Giustizia, ma cosa aspetta lo Stato a risolvere i problemi del distretto reggino?

Di anno in anno i vertici della magistratura reggina lamentano i ritardi in termini di organico nei tribunali e fra le forze dell'ordine

Leggere le relazioni presentate per l’apertura dell’anno giudiziario del distretto reggino, analizzare le dichiarazioni rilasciate dai protagonisti di questa giornata, lascia l’amaro in bocca.

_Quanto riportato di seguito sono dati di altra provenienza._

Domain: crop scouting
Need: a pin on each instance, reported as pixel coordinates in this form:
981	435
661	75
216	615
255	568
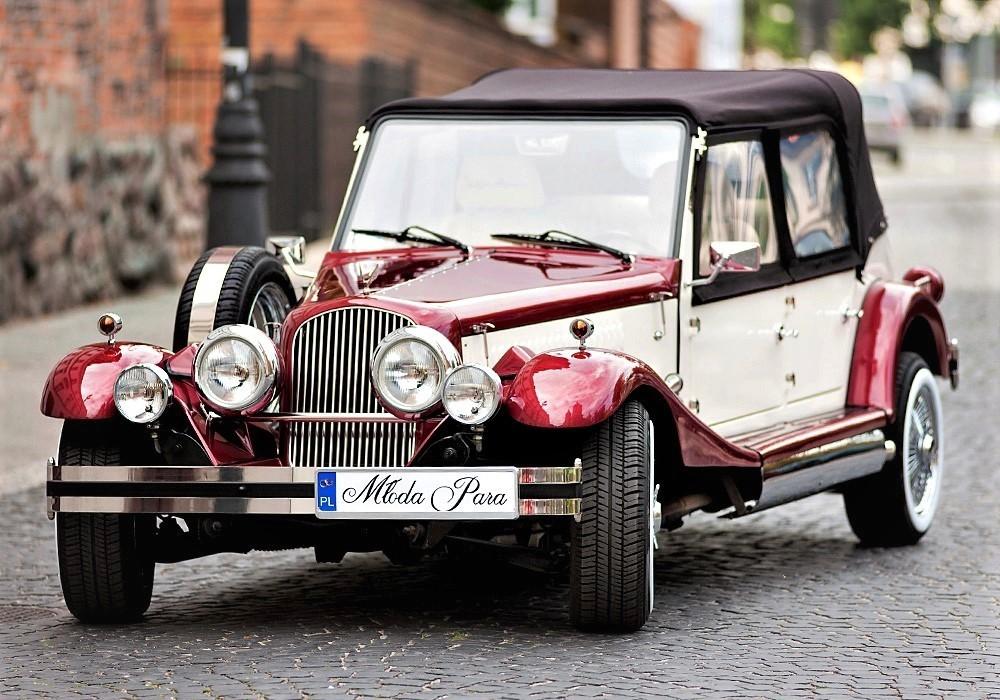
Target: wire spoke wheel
922	448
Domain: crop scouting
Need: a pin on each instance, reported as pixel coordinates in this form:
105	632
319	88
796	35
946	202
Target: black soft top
719	101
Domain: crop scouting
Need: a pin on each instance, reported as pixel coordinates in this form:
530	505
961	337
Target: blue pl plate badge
326	492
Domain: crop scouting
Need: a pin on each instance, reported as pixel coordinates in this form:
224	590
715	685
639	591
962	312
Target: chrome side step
821	468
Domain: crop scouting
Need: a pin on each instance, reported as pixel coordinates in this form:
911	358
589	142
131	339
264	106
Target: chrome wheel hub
921	458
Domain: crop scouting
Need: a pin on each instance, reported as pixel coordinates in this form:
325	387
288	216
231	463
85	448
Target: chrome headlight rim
161	376
497	385
267	353
445	356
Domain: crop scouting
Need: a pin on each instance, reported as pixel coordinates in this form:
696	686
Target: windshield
614	182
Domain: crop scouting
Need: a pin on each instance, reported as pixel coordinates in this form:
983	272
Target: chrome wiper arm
407	234
572	239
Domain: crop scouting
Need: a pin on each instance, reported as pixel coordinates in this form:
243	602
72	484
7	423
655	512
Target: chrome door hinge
700	143
847	313
483	330
361	138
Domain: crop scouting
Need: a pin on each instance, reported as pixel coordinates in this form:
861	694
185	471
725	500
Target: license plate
421	493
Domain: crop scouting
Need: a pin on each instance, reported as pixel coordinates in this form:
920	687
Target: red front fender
579	388
81	385
890	309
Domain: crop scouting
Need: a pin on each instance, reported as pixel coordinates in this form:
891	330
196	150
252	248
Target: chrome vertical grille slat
330	374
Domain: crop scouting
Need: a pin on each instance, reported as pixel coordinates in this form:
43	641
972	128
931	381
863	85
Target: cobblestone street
780	604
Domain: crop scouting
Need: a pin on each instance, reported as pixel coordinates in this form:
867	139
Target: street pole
237	180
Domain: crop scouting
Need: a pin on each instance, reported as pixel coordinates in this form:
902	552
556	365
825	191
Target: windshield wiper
407	234
572	241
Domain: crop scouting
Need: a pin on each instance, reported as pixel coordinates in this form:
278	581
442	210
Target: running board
789	478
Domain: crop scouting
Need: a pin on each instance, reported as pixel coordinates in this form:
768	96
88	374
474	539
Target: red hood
506	287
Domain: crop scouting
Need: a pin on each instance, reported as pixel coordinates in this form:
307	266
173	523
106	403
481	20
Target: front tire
896	506
105	566
611	579
255	291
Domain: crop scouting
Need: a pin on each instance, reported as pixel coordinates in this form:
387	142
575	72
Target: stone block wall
98	194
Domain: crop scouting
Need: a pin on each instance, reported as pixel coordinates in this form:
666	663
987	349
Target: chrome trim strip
324	418
182	506
821	468
206	293
185	475
260	474
87	474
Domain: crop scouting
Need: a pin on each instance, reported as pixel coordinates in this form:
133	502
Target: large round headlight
236	369
142	393
471	394
409	368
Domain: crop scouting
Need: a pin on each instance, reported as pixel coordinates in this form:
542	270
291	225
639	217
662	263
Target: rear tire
105	563
256	291
611	577
896	506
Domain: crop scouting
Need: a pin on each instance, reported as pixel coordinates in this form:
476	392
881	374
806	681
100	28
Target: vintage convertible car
562	310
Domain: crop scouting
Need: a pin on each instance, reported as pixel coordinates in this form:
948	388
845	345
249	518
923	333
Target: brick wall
95	196
672	41
450	43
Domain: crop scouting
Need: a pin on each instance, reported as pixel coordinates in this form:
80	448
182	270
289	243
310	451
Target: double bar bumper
257	490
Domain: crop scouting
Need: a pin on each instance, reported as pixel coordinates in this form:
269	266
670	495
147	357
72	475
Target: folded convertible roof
715	100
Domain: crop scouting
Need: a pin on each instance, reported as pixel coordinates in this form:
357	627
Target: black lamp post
237	180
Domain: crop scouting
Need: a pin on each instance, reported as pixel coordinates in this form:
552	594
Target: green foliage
859	19
762	31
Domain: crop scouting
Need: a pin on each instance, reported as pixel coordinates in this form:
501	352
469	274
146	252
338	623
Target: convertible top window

Davanti alla costante crescita, in qualità e numeri, dell’azione di contrasto alla criminalità organizzata reggina, a quella ‘ndrangheta che è, mondialmente, riconosciuta come la più pervicace e pericolosa, rimangono incredibilmente inascoltati gli appelli - rilanciati da diversi anni ad ogni cerimonia di inaugurazione - avanzati dai vertici della procura e della Corte d’appello.

Le carenze di organico permangono, le ridotte disponibilità di forze dell’ordine non sono state ancora risolte, così come non si riesce a sbrogliare l’intricata matassa dei ritardi infrastrutturali ancora presenti su tutto il territorio. Ma cosa aspetta lo Stato a risolvere i problemi del distretto reggino?

I governi che, in questi anni, si sono alternati alla guida della cosa pubblica italiana hanno sempre promesso interventi importanti se non risolutivi ma, ad oggi, le lamentele che si possono leggere nelle parole del presidente facente funzioni della Corte d’appello, Bruno Muscolo; del procuratore generale Gerardo Dominijanni; del procuratore capo Giovanni Bombardieri così come di quasi tutti i responsabili degli uffici giudiziari operativi sul territorio reggine, ci descrivono una situazione diversa.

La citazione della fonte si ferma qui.